Sue Neill-Fraser’s bitter sweet Australia Day

Andrew L. Urban.

January 26, 2009 was the last Australia Day that Sue Neill-Fraser enjoyed in the true spirit of Australia, with a blustery, crowded and celebratory Hobart full of young and old, her partner Bob Chappell tinkering aboard their marvellous new yacht, Four Winds, anchored in the Derwent River at Sandy Bay. She never saw him again. That August, she was charged and a year later convicted of his murder. She is still in prison, victim many believe, of a decidedly un-Australian spirit in the process that fused a deficient police investigation with a flawed prosecution and miserably unjust trial. Celebrate not, Australia, in her name. 

I write this overlooking another notable Australian harbour as the sun rises on Australia Day 2020; this one is decorated by Sydney’s iconic Harbour Bridge and Opera House. These symbols are not of Sydney alone: they glorify Australia’s spirit: the historic bridge of a young city and the soaring sails of a modern metropolis – both recognised world wide, symbols of a country known for its devotion to what is so economically expressed as a fair go. The phrase sticks in the throat of all those who have been appalled at the way our legal system has treated Neill-Fraser, frustrating her every attempt at appealing her conviction.
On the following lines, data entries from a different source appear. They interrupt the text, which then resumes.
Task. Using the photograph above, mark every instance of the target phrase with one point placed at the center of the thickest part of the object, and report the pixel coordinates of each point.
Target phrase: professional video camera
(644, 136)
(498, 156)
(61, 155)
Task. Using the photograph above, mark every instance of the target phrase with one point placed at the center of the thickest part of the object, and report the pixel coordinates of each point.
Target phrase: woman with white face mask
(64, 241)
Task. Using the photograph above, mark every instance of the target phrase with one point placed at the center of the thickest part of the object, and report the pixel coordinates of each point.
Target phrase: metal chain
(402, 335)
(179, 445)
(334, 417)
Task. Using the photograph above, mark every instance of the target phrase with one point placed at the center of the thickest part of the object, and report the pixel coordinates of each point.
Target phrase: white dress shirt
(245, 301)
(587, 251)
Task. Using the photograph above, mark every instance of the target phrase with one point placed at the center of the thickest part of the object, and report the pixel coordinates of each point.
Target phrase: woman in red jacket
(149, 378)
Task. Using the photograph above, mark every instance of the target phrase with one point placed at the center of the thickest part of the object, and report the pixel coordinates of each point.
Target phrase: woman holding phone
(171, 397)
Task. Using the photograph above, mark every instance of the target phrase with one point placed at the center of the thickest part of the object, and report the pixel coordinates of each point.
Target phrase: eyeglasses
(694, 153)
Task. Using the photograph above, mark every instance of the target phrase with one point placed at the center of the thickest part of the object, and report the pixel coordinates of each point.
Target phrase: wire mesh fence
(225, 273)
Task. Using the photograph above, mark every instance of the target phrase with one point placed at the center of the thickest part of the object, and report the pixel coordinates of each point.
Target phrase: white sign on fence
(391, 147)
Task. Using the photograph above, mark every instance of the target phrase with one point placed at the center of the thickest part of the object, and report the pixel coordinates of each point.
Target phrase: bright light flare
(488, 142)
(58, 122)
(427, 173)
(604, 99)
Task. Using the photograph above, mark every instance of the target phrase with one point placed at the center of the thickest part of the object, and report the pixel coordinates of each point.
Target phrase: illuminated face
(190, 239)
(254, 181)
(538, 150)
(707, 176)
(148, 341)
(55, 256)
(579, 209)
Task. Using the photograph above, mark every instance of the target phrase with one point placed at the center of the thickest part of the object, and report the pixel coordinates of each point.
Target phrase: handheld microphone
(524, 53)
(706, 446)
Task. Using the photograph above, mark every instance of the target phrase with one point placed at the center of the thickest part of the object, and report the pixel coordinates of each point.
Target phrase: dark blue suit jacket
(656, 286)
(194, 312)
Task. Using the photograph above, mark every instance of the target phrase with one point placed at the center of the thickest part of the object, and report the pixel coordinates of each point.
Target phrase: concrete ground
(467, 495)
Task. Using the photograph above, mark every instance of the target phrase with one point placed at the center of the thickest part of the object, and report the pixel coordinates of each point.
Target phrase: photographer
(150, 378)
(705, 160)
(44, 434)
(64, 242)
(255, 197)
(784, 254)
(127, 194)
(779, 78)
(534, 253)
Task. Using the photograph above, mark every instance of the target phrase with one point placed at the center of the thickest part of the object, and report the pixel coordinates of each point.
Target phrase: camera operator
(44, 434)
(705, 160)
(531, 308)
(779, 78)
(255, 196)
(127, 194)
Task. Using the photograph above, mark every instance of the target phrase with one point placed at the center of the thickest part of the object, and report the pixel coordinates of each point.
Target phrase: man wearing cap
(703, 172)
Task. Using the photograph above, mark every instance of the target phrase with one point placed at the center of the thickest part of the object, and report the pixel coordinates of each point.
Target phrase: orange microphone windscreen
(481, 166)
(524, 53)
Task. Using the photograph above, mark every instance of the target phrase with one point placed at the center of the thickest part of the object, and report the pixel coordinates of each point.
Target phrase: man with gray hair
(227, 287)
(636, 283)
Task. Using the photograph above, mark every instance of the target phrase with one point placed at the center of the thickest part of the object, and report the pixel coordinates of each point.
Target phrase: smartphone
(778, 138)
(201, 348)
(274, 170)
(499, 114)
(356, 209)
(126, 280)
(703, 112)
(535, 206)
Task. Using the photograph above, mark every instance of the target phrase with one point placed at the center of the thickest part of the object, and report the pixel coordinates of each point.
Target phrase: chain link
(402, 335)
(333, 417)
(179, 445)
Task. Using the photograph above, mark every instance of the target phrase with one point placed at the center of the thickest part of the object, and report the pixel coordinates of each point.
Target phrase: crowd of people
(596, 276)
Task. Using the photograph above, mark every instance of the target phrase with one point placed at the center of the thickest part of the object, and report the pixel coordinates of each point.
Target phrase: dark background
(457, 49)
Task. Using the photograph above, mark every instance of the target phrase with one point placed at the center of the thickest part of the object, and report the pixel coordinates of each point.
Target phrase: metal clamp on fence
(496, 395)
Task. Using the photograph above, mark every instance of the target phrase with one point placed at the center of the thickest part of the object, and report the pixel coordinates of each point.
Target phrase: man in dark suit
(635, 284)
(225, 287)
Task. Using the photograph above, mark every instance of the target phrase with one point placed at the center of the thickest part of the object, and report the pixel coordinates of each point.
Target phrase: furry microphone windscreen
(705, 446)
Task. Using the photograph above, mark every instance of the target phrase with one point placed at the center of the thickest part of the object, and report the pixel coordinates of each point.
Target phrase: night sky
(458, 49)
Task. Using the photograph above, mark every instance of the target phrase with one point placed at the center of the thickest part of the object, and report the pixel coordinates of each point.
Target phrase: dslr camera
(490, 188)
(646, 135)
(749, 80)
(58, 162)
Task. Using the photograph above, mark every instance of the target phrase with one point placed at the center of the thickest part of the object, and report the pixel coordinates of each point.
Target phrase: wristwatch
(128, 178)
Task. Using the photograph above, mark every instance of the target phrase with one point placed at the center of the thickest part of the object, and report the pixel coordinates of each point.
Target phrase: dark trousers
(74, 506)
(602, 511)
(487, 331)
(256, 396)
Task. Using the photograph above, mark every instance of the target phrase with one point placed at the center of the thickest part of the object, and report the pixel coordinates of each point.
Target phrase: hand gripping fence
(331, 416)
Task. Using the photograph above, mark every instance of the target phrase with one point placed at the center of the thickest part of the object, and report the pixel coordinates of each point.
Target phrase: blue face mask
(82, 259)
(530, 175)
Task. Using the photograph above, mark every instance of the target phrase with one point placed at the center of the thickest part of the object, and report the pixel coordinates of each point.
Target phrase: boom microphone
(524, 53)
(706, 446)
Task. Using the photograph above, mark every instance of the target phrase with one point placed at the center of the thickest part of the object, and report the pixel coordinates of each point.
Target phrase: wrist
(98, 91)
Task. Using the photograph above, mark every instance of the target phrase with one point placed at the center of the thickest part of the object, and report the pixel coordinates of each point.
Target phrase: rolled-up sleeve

Sue Neill-Fraser, Australia Day2009

Hobart’s legal establishment (aka The Club) likes to dismiss the determined group of Tasmanians who have gathered over the years in support of her, the Sue Neill-Fraser Support Group. What they don’t like to be reminded of is the list of legal luminaries who also question her conviction, from Chester Porter QC, to Robert Richter QC, from Flinders University legal academic Dr Bob Moles to former ace detective Colin McLaren, from filmmaker and investigative documentarian Eve Ash, to the lawyer who took on the case after the first (unsuccessful) appeal and fought to have it reviewed – Barbara Etter. She has chosen to change her career in the face of legal harassment because she was rocking Hobart’s leaky legal boat.

Neill-Fraser’s current legal team – Tom Percy QC in Perth and Paul Galbally’s famed Melbourne firm – is working pro bono, such is their belief in her innocence.

They, at least, are showing Hobart’s miserable self-protective bunch how the Australian spirit should be manifest.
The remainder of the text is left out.